Atlas

Roadmap

Using LLM APIs

Streaming Responses

Mar 25, 2026

What is Streaming?

By default, the Chat Completions API waits until the model finishes generating the entire response before sending anything back. For a long response, this means your user stares at a blank screen for several seconds.

Streaming sends tokens back to the client as they are generated, just like you see in ChatGPT where the text appears word by word.

Without streaming: wait 3s → receive full response at once
With streaming:    receive token → token → token → token → done

This makes your application feel much faster and more responsive, even though the total generation time is the same.

Streaming with Python

Set stream=True to enable streaming.

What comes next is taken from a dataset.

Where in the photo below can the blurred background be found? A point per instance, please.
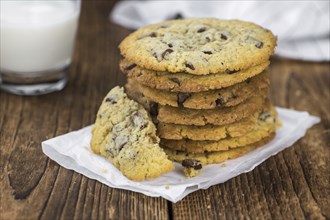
(302, 27)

Instead of a single response object, you get an iterator of chunks:

from openai import OpenAI

client = OpenAI()

stream = client.chat.completions.create(
    model="gpt-4o",
    messages=[{"role": "user", "content": "Explain what RAG is in 3 sentences."}],
    stream=True
)

for chunk in stream:
    delta = chunk.choices[0].delta.content
    if delta is not None:
        print(delta, end="", flush=True)
python

Each chunk contains a small piece of the response. The text lives at chunk.choices[0].delta.content, which is None on the final chunk signaling the stream is done.

Streaming in Next.js

In a Next.js App Router API route, you can stream the response directly to the browser using a ReadableStream:

import OpenAI from "openai";

const client = new OpenAI();

export async function POST(req: Request) {
  const { message } = await req.json();

  const stream = await client.chat.completions.create({
    model: "gpt-4o",
    messages: [{ role: "user", content: message }],
    stream: true,
  });

  const readableStream = new ReadableStream({
    async start(controller) {
      for await (const chunk of stream) {
        const text = chunk.choices[0]?.delta?.content ?? "";
        controller.enqueue(new TextEncoder().encode(text));
      }
      controller.close();
    },
  });

  return new Response(readableStream, {
    headers: { "Content-Type": "text/plain; charset=utf-8" },
  });
}
typescript

Reading the Stream on the Frontend

On the client side, use the Fetch API with a ReadableStream reader to consume chunks as they arrive:

async function sendMessage(message: string) {
  const response = await fetch("/api/chat", {
    method: "POST",
    headers: { "Content-Type": "application/json" },
    body: JSON.stringify({ message }),
  });

  const reader = response.body!.getReader();
  const decoder = new TextDecoder();
  let result = "";

  while (true) {
    const { done, value } = await reader.read();
    if (done) break;
    const chunk = decoder.decode(value);
    result += chunk;
    setOutput(result); // update UI with each chunk
  }
}
typescript

Each time a chunk arrives, you update the UI state, which creates the "typing" effect.

Key Questions

Q: What is streaming in the context of LLM APIs, and why is it useful?

Streaming sends tokens to the client incrementally as the model generates them, rather than waiting for the full response to complete. This improves perceived performance: users see text appearing immediately instead of waiting for a blank screen. The total generation time is the same, but the experience feels faster. It is the standard approach for any user-facing LLM application.

Q: How does streaming work in the OpenAI Python SDK?

You pass stream=True to client.chat.completions.create(). The return value becomes an iterator of chunk objects instead of a single response. Each chunk contains a delta with the incremental text at chunk.choices[0].delta.content. You iterate over chunks and accumulate the text. The stream ends when delta.content is None.

Q: How would you implement a streaming LLM response in a Next.js API route?

You use a ReadableStream to pipe the OpenAI stream to the HTTP response. The API route iterates over the OpenAI stream, encodes each chunk with TextEncoder, and enqueues it into the ReadableStream controller. The route returns a Response with that stream and Content-Type: text/plain. On the frontend, you read the response body using response.body.getReader() and update UI state with each decoded chunk.